Warmup fails for embedding model
System Info
Command: docker compose up
OS Version: linux, ubuntu
Model: intfloat/multilingual-e5-large-instruct
docker compose file:
services:
infinity:
image: michaelf34/infinity:latest-cpu
command:
- v2
- --engine
- optimum
- --model-id
- intfloat/multilingual-e5-large-instruct
- --served-model-name
- keyword-classifier
- --port
- "5000"
ports:
- "5000:5000"
docker image digest: 2a464dcc06e6
Information
- [x] Docker + cli
- [ ] pip + cli
- [ ] pip + usage of Python interface
Tasks
- [ ] An officially supported CLI command
- [ ] My own modifications
Reproduction
Steps to reproduce:
- Start docker compose with the example file
Expected behaviour:
- Server starts and warmup is executed
Actucal behaviour: An error occurs: it seems like a too long input is sent to the model for warmup. It seems like that the input is not truncated. A possible fix could be to add truncation, or to make sure that the input is not too long.
The error:
infinity-1 | INFO 2025-04-29 08:24:13,721 infinity_emb INFO: Getting select_model.py:97
infinity-1 | timings for batch_size=32 and avg tokens per
infinity-1 | sentence=3
infinity-1 | 4.91 ms tokenization
infinity-1 | 97.51 ms inference
infinity-1 | 0.16 ms post-processing
infinity-1 | 102.59 ms total
infinity-1 | embeddings/sec: 311.93
infinity-1 | 2025-04-29 08:24:13.751459785 [E:onnxruntime:, sequential_executor.cc:516 ExecuteKernel] Non-zero status code returned while running Gather node. Name:'/0/auto_model/embeddings/position_embeddings/Gather' Status Message: indices element out of data bounds, idx=514 must be within the inclusive range [-514,513]

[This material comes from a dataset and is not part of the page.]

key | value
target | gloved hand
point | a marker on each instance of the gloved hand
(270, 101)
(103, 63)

infinity-1 | ERROR: Traceback (most recent call last):
infinity-1 | File "/app/.venv/lib/python3.10/site-packages/starlette/routing.py", line 693, in lifespan
infinity-1 | async with self.lifespan_context(app) as maybe_state:
infinity-1 | File "/usr/lib/python3.10/contextlib.py", line 199, in aenter
infinity-1 | return await anext(self.gen)
infinity-1 | File "/app/infinity_emb/infinity_server.py", line 88, in lifespan
infinity-1 | app.engine_array = AsyncEngineArray.from_args(engine_args_list) # type: ignore
infinity-1 | File "/app/infinity_emb/engine.py", line 306, in from_args
infinity-1 | return cls(engines=tuple(engines))
infinity-1 | File "/app/infinity_emb/engine.py", line 71, in from_args
infinity-1 | engine = cls(**engine_args.to_dict(), _show_deprecation_warning=False)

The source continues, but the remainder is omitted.